In 47.5%  of patients ,  primary fracture pattern were transverse, this pattern of fracture usually is associated with periosteal and endosteal blood supply damage of bone which may consequently delay union and predispose to refracture. The primary fracture of 97% of the cases was closed. However, closed fracture usually heal uneventfully and have good prognosis, this finding is incompatible with general consensus. All of primary fracture and 97.5% of refracture in our cases caused by indirect trauma. Indirect trauma causes extensive damage to the soft tissues which may delay healing of fracture and predispose it to refracture.
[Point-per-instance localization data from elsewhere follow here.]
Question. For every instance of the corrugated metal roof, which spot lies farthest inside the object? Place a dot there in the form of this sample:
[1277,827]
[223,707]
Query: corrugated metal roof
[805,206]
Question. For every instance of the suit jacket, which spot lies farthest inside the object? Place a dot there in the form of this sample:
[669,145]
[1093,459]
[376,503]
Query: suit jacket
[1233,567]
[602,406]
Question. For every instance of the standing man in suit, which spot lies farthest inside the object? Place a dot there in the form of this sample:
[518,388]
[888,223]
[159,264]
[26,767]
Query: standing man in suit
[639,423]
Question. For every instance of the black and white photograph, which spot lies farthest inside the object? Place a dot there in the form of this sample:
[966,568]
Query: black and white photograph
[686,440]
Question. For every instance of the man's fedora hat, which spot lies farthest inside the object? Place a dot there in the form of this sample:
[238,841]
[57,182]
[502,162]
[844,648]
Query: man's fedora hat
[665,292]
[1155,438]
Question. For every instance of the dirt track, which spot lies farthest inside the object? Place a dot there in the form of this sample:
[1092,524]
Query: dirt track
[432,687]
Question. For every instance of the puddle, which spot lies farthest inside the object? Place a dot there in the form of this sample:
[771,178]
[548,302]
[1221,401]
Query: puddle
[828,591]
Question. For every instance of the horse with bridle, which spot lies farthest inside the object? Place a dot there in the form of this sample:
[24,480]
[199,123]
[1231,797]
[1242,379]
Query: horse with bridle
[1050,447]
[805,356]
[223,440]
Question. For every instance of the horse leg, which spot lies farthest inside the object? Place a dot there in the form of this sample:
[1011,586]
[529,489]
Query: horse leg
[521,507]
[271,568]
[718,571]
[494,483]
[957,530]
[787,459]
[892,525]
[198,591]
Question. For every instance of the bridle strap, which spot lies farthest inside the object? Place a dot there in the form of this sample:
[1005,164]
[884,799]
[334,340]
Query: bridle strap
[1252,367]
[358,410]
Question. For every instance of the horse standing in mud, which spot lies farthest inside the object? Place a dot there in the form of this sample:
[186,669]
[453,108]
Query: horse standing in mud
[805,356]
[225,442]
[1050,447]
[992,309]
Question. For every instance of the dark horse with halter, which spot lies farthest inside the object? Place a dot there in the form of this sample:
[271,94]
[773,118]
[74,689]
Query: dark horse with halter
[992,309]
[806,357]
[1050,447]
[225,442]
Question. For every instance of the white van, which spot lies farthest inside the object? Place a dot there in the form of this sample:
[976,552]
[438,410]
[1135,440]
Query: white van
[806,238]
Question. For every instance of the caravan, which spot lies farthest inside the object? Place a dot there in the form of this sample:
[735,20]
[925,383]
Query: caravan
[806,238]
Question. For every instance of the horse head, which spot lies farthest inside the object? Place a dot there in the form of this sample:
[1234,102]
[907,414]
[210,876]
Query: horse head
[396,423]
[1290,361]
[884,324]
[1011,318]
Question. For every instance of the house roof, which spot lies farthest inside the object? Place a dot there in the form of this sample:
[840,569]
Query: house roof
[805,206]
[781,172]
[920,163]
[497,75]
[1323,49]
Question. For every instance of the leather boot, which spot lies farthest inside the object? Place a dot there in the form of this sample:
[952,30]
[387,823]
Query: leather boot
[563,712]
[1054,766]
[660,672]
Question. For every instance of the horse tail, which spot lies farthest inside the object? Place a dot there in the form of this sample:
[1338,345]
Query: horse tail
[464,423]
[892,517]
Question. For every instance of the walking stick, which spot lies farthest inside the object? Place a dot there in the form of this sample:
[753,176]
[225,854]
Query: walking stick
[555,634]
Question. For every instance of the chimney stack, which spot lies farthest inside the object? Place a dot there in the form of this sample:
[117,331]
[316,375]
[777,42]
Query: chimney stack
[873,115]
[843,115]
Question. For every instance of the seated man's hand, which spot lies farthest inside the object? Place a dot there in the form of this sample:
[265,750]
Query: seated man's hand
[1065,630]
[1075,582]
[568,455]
Almost two third of primary and all of refracture were caused by low energy trauma . Robinson et al found that refracture was occurred in patients over forty five years old with sustained a low energy trauma(13).

Left side was involved more than right side (57.5%) which may be due to its disability to resist against trauma. Upper limb was involved more than lower limb which may be attributed to the high frequency of refracture in forearm bones. Forearm bones and femur with refracture rate of 47.5% and 37.5% respectively comprised the most common refractured bones . This rate is significantly higher than those previously reported in literature ( 2 , 9 ). But in view of relative frequency to other bones it is consistent with previous reports . In 42.5% of refractured patients, primary fracture was treated with rigid plate fixation . Refracture after removal of plate is an established issue. Osteopenia of cortex beneath of the plate is supposed to be the predisposing factor for occurrence of refracture. Formerly this phenomenon was attributed to the regional osteoporosis resulted from stress shielding effect of plate but at present, impaired periosteal blood supply and degree of plate contact with bone is thought to be the main cause (14,15).

Screw holes are known to act as stress elevator in bone and predisposing to refracture. However the histological evidence showed that the screw holes benefit from being filled with bone graft material at the time of screw removal (16). Also the imperfect spatial disposition of the microscopic elements of bone tissue may significantly contribute to refracture of a long bone after removal of screws from plated or unplated long bone fracture (17) .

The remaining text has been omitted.